David Brownell david-b at pacbell.net
Wed Jun 16 18:20:14 BST 1999

"Simon St.Laurent" wrote:
> At 06:28 AM 6/16/99 -0400, Paul Prescod wrote:
> >In other words I always interpreted it as being about choice. You complain
> >that XSL allows this choice. Even if it were the case that XSL uniquely
> >allowed data dumbing (which it is not), I could not see how its allowance
> >of this choice would constitute a problem or flaw. Data dumbing is part of
> >the economy and ecology of the Web. As Guy Murphy has described, the Web
> >is richer for it. Do we want Lexis-Nexis to take their thousands of
> >databases back to their private network where they controlled the level of
> >semantics tightly?
> I'm afraid we'll have to accept the value of this 'choice' as a fundamental
> disagreement.  I feel strongly that by encouraging this choice, and by
> providing a vocabulary that is even more formatting-oriented than HTML, XSL
> encourages a greater level of server-side dumbing down than was available
> before, and makes it easier.  I can't see this as a positive move in any
> light,

I can, quite easily.  I give examples below.

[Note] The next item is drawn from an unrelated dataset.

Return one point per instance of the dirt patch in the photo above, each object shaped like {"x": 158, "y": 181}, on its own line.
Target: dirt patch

And one more:  you appear to be assuming that the client actually
has enough horsepower and information to do the transformation (or
for the FO side of the argument, formatting) ... those are known
to be false assumptions in many cases.  A PDA with a typical speed
IR link (not measured in megabits), slow CPU, and small fixed size
storage just doesn't have that kind of resources.  For many set-top
boxes, ditto.

>	and no, I don't see the 'semantic firewall' as a positive thing for
> the Web.

Hmm ... do you see them as issues in other contexts?  Information
is transformed routinely, every day.  Frankly, I don't want to to be
getting a complete history of everyone's life every time I deal with
them; I'm happier to work with the current context (far smaller!).
That sort of time/history based "semantic firewall" is very useful,
for all that it's subject to abuse by all parties.

There are others; if I browse a product description, rarely will I
want complete technical specs, and if I do then I'll ask for them.
I may want my technical books at a different level than someone else.

Those are examples of transformations reducing the information
that's presented.  There are other transformations that can increase
it; perhaps I want to look at a particular seller's history on an
auction system before I buy from them, and not otherwise.

If the semantic content is a "web" then anything short of looking at
the whole web at once (yeah, right!) is looking through a "firewall".